Je me souviens des dimanches de mon enfance,que nous passions avec mes parents à la campagne. Je me revois sur la banquette arrière, au retour, le front contre la vitre, à regarder défiler le paysage. Plus tout à fait le jour, pas encore la nuit. J'ai encore en mémoire le son de l'auto-radio, et de l'accent du commentateur sportif qui donne les résultats des matchs de rugby de l' aprés-midi ...Toulouse bat Castres 25 à 12, litanie qui m'endormait presque. La voiture, cocon sécurisant et hors du temps durant le trajet, me rapprochait pourtant inexorablement du moment où j'allais devoir rentrer à la maison et affronter la réalité du dimanche soir, j'aurais voulu ne jamais avoir à en descendre.
Pourquoi cette angoisse du dimanche soir et pas des autres soirs ? Je ne sais pas. Un peu de nostalgie pour la semaine qui se termine, un peu d'inquiétude pour celle qui arrive, les devoirs pourtant faits mais on se demande tout de même si on les a suffisamment appris. Prescience que mon enfance était sur le point de basculer.
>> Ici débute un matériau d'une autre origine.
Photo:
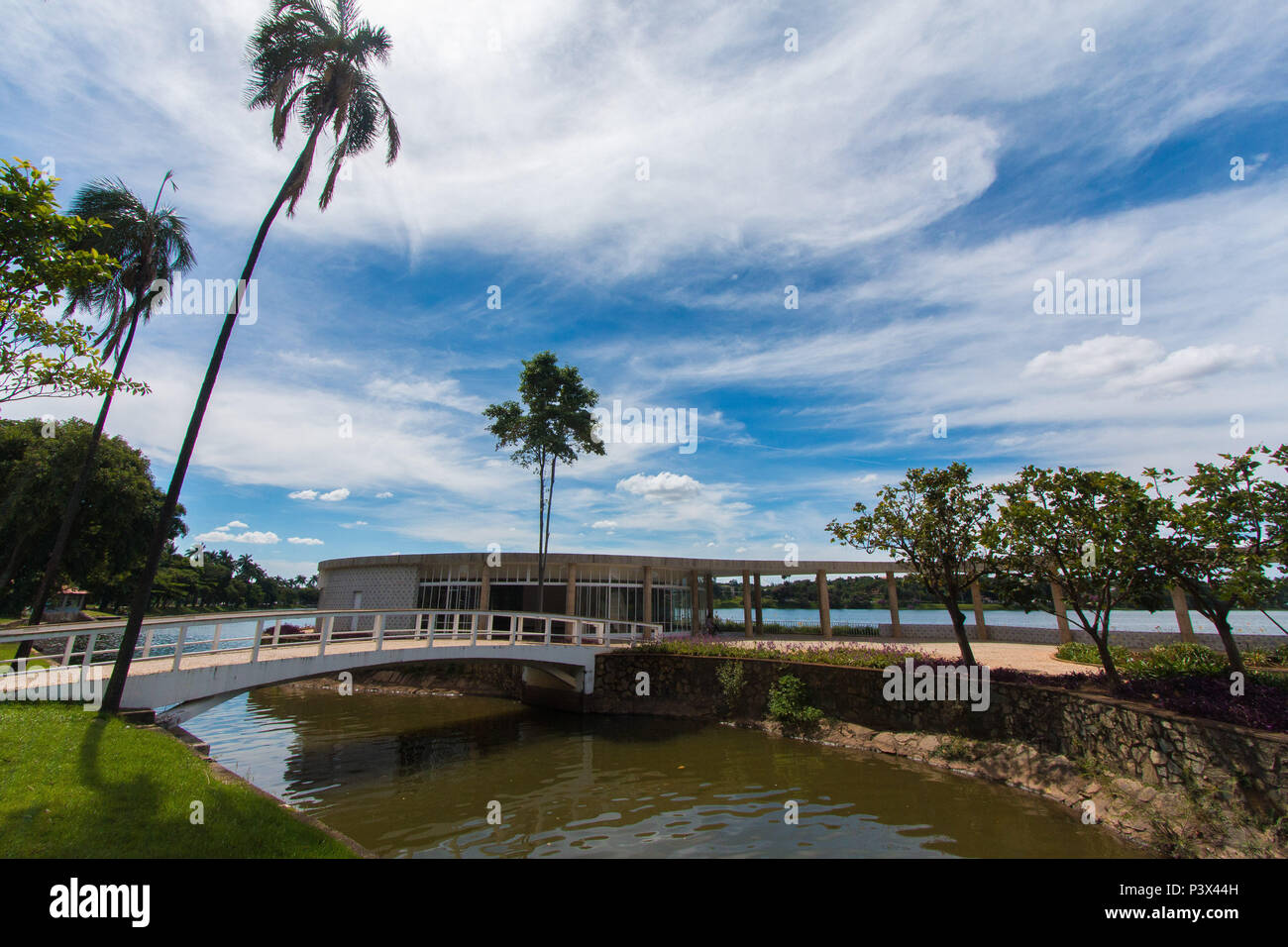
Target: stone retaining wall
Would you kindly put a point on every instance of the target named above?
(1154, 746)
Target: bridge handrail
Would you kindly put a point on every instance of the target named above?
(428, 624)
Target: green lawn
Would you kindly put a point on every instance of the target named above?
(77, 787)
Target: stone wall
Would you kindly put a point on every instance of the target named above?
(1050, 635)
(1154, 746)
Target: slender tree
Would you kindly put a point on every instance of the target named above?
(553, 424)
(1223, 535)
(1093, 532)
(151, 245)
(312, 63)
(938, 521)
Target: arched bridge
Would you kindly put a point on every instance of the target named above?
(189, 664)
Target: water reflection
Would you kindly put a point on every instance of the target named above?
(413, 776)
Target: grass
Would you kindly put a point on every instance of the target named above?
(78, 787)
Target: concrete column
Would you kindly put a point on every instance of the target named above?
(1061, 618)
(571, 596)
(824, 611)
(695, 613)
(978, 600)
(893, 594)
(1183, 613)
(648, 592)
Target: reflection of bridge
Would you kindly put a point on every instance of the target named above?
(194, 663)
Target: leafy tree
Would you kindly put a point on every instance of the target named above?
(151, 245)
(554, 423)
(40, 261)
(1223, 539)
(1091, 532)
(121, 504)
(936, 521)
(312, 63)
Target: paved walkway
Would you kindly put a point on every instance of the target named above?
(1022, 657)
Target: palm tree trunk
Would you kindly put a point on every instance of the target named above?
(143, 592)
(73, 500)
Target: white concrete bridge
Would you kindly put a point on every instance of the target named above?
(185, 665)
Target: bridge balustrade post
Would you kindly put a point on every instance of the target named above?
(327, 624)
(178, 646)
(259, 638)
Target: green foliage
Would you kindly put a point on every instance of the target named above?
(78, 787)
(40, 261)
(936, 521)
(789, 702)
(1090, 531)
(554, 423)
(116, 518)
(1224, 532)
(732, 681)
(310, 62)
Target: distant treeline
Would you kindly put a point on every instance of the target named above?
(870, 591)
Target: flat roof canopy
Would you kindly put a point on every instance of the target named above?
(716, 567)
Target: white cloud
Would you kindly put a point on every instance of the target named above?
(259, 539)
(664, 486)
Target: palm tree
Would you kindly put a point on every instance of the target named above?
(312, 63)
(150, 245)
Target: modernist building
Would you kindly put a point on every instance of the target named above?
(673, 591)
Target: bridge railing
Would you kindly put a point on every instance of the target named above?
(265, 634)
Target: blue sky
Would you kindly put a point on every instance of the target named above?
(523, 127)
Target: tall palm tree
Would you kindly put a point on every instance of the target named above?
(150, 245)
(309, 62)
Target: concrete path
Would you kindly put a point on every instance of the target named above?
(1022, 657)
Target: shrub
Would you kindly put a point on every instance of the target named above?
(789, 702)
(732, 681)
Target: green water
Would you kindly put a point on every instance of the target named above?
(411, 775)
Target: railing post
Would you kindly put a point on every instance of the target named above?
(89, 652)
(178, 646)
(327, 624)
(259, 637)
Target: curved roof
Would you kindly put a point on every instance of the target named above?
(716, 567)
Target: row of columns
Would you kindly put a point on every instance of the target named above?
(751, 603)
Reprendre le rythme, se réveiller, se lever, se préparer, quitter la tièdeur de la maison pour affronter une nouvelle semaine... Déjà le lundi midi cela va mieux, le dimanche est oublié et on regarde vers le prochain week-end.
Parfois, maintenant encore, au retour d'une ballade, en voiture,je me retourne et je suis étonnée de voir mes enfants sur la banquette, tant j'ai l'impression de revenir 30 ans en arrière et de me voir moi, appuyée contre la vitre et bercée par les paroles qu'échangeaient mes parents.
Alors, souvent, pour lutter contre ce moment assez mélancolique, je cuisine. Remplir les estomacs pour combler le vide à l'âme? Peut-être, mais dans une maison qui sent bon la pâtisserie, c'est moins angoissant de voir tomber le soir. Et puis j'aide à ranger les chambres, je remets un peu d'ordre dans la maison, mettre de l'ordre comme on se débarrasse des idées noires qui nous encombrent l'esprit, mettre de l'ordre pour démarrer une semaine toute neuve et prometteuse.
Les années n'y font rien, je ressens toujours cette même nostalgie, tristesse diffuse que parfois mes proches semblent partager. Tant mieux je me dis, ce doit être normal de ne pas aimer le dimanche soir.